AIG income fell due primarily to $1.7 billion in pretax catastrophe losses and a $3.3 billion pretax charge related to paying back debt to the Federal Reserve Bank of New York (FRBNY).
During a conference call Benmosche calls the first three months a "major quarter," as AIG paid back the FRBNY two years ahead of schedule. The company has deferred tax assets available to offset future tax obligations.
"We'll have that money to fund the capital-management program for the next several years," he says.
The New York-based insurer says net income was $269 million for the first quarter compared to $1.8 billion in earnings during the same period a year ago.
The earthquake and tsunami in Japan, an earthquake in New Zealand, and flooding in Australia accounted for the catastrophe losses during the quarter.
AIG's payment to the FRBNY is its last in order to retire the FRBNY Credit Facility as part of an overall plan to restructure the massive bailout given to AIG to avoid collapse in 2008.
Looking beyond the repayment and catastrophe losses, Benmosche says the "underlying core business is doing extremely well." Operating income rose to slightly more than $2 billion, after tax, which more than tripled operating income posted after the first three months in 2010.
The company's property and casualty unit, Chartis, took an operating loss of $463 million, compared to a gain of $879 million last year at this time, due to the catastrophe losses. The first-quarter combined ratio for Chartis was 119 vs. 102.5 a year ago.
However, worldwide net written premiums increased 6.2 percent (excluding the impact of the consolidation of Fuji Fire & Marine Insurance Co.) due to increased retention in the U.S. and "modest organic growth" in international units, says David Herzog, chief financial officer.
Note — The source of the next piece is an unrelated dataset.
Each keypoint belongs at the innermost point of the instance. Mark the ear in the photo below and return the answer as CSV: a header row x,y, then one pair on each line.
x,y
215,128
Benmosche says Chartis remains focused on getting the right combined ratio and the right returns. The unit continues to "deemphasize lines that have caused difficulty in the past," says Benmosche, adding that Chartis closed on its transfer of asbestos liability to Berkshire Hathaway's National Indemnity Co.
AIG said it expects to increase operating earnings to between $4 billion and $5 billion by 2015 as well as raise investment income and capital available for mergers and acquisitions and share repurchases.
AIG needs to "demonstrate without any question that we have strong credit ratings," Benmosche says. He adds that AIG needs $3 billion in primary capital to convince the feds it will succeed once the company is off on its own.
"They like us but not that much. They don't want us coming back," Benmosche says.
The CEO says he expects that AIG, predominantly the holding company, will be regulated by the federal government as well as by the regulatory authorities in each state and country the company does business in.